Separately, every plan has a monthly events quota (events_count) with a built-in 10% grace buffer. Only non-bot events count toward it. When an account exhausts the quota (past the grace) — or has no active plan at all — ingest does something deliberately different from the rate limit: it returns HTTP 200 with a dropped marker instead of an error.

200 OK — quota exhausted
json
{
  "ok": true,
  "inserted": 0,
  "snapshots": 0,
  "dropped": "quota_exceeded"
}

The dropped field is a stable marker telling the client the batch was intentionally not stored. quota_exceeded means the plan limit (plus grace) is used up; no_active_plan means there is no plan to bill against.

dropped valueTypeDescription
quota_exceededstringThe plan's monthly events quota (plus the 10% grace) is exhausted.
no_active_planstringThe account has no active plan, so events can't be billed or stored.

Why 200, not 429?

A 429 tells a client to retry.

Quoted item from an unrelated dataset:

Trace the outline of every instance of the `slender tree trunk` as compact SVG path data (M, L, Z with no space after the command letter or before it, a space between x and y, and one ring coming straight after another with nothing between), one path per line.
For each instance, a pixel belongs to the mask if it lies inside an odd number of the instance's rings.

But an over-quota batch will never be accepted, so retrying would loop forever and drain the device. Returning 200 with dropped signals the SDK to clear that batch from its queueand move on — the correct behaviour for a condition that won't resolve until the plan resets or upgrades.

Payload & batch caps

A few hard ceilings bound any single ingest request. The SDK stays well under them on its own; they exist to stop a runaway client or a decompression bomb.

LimitTypeDescription
Events per batch≤ 500More returns 413 batch_too_large.
Request body (compressed)≤ 2 MBLarger returns 413 payload_too_large.
Decompressed size≤ 12 MBUpper bound after gunzip; the SDK caps an uncompressed payload at ~900 KB.

Client-side throttling

Before anything reaches the network, the SDK throttles capture client-side with a token bucket (a sustained rate with burst headroom), batches events, and gzips the payload. The result is that ordinary apps never approach the server limits — these guards almost only ever fire on genuinely abnormal traffic.

Read limits don't apply here

Everything on this page is about ingest (writing events). The read surfaces — the REST API and MCP server — are authenticated per key and scoped per project; they clamp result sizes with per-endpoint limit caps rather than a request-rate quota.